Suda51 expressed disappointment in the Japanese sales of the game, saying that only Nintendo is doing well in regard to the Wii's success because of its adoption by casual gamers. He later retracted his comment, saying his "point was that No More Heroes, unlike a lot of Nintendo Wii titles currently available is the kind of product which will attract a different kind of consumer to the hardware, i.e. gamers who are looking for a different genre to the products which have been successful on this platform thus far."

By February 15, 2008, No More Heroes had sold 40,000 copies in Japan. The game saw shipments of 200,000 units in North America with about 100,000 of those units sold within the first five weeks. By January 2009, the game had sold 208,000 copies in USA. No More Heroes was expected to sell 160,000 copies in Europe. Shortly after No More Heroes's European release, PAL publisher Rising Star raved about its sales, with manager Martin Defries proclaiming, "We are weeping with delight. Especially as sales should improve further with the TV campaign moving up a gear from tonight. It is a verification of all the posturing and ambitious claims made these past months. I think a 'told you so' would be apt at some point. Thanks to Nintendo and the Wii console. Thanks to Mastertronic for their sales efforts and all our retail partners. Most of all thanks to Grasshopper for the greatest of products."

Sales for the Japanese launch of No More Heroes: Heroes' Paradise were combined slightly better than with the original Wii version. The PlayStation 3 version of the game sold 16,000 units in its first week on sale in the country.

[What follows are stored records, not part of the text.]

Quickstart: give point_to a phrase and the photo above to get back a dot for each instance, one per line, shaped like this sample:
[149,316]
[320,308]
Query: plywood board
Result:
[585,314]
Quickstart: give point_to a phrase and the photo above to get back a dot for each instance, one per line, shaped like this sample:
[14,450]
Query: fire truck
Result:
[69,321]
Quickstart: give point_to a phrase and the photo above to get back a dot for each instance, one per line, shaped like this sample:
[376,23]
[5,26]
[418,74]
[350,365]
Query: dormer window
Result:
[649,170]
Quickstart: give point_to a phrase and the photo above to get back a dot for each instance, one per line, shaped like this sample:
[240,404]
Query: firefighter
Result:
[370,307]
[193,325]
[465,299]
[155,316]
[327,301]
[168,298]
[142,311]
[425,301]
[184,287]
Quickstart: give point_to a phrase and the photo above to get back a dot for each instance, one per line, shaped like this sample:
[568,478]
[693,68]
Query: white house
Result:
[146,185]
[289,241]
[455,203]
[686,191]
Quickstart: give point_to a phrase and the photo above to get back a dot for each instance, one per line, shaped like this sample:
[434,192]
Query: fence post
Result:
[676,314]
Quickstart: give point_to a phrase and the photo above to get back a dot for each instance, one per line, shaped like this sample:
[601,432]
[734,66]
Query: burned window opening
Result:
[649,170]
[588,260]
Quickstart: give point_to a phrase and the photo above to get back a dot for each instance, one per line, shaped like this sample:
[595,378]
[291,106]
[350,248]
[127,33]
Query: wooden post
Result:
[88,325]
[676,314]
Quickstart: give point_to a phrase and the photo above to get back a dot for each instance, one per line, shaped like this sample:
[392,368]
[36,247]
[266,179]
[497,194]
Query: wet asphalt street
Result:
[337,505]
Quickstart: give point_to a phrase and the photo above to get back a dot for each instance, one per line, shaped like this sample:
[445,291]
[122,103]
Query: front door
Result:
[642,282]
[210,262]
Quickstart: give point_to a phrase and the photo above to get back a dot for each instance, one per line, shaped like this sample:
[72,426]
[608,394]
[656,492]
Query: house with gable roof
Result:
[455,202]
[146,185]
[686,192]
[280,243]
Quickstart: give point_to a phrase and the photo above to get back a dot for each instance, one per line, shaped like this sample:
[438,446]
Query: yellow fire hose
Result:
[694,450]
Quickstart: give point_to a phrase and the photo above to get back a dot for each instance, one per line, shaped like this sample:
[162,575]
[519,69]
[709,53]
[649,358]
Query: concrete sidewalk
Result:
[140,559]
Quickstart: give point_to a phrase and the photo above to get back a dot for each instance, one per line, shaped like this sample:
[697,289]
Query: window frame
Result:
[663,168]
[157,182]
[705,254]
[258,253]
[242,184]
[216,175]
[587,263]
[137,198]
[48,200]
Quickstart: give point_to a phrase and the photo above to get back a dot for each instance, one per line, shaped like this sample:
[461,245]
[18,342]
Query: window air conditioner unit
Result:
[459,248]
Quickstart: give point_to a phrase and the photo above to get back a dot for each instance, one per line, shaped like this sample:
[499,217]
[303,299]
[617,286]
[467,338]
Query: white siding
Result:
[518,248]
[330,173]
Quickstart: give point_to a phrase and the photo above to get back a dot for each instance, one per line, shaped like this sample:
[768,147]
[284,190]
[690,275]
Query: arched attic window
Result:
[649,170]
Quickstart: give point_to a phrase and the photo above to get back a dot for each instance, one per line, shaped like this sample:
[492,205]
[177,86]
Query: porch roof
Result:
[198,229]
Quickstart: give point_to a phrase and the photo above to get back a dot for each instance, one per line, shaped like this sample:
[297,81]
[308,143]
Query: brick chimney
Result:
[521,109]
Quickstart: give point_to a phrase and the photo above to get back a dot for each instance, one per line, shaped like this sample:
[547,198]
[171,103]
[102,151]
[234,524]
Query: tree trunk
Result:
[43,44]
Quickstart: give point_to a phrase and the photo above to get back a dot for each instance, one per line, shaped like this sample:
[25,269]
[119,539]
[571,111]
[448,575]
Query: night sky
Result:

Marvelous stated the Switch ports of No More Heroes and its sequel had seen "strong sales" in North America and Europe.

===Sequels and legacy===
A 2010 sequel named No More Heroes 2: Desperate Struggle has been developed by Grasshopper Manufacture and published by Ubisoft in the U.S. on January 26, 2010, and was released in Europe for the Wii by Rising Star Games on May 28, 2010. The Japanese version was released on October 21, 2010.

A new game in the series, Travis Strikes Again: No More Heroes, was first hinted at during the initial reveal of the Switch in January 2017, and fully revealed in a Nintendo Direct presentation the following August. Grasshopper Manufacture teamed with several other indie developers for the title, which sees Travis and Badman, Bad Girl's vengeful father, being transported into the demonic "Death Drive MK-II" video game console where they must fight boss battles within the games. It was released on January 18, 2019, for the Nintendo Switch and was later ported to the PlayStation 4 and Windows on October 17, 2019.

A new installment, No More Heroes III, was announced at E3 2019 to be released in 2020 exclusively for the Nintendo Switch. On September 10, 2020, director Goichi Suda announced that the game would be delayed until 2021, citing disruption to development caused by the COVID-19 pandemic. The game was released for Switch in August 2021, and for PlayStation 4, PlayStation 5, Windows, Xbox One, and Xbox Series X/S in October 2022.

In 2018, it was reported that Suda was in talks with Marvelous Entertainment to bring No More Heroes and No More Heroes 2: Desperate Struggle to the Nintendo Switch. The ports were later announced in a Nintendo Partner Showcase video on October 28, 2020, and released the same day.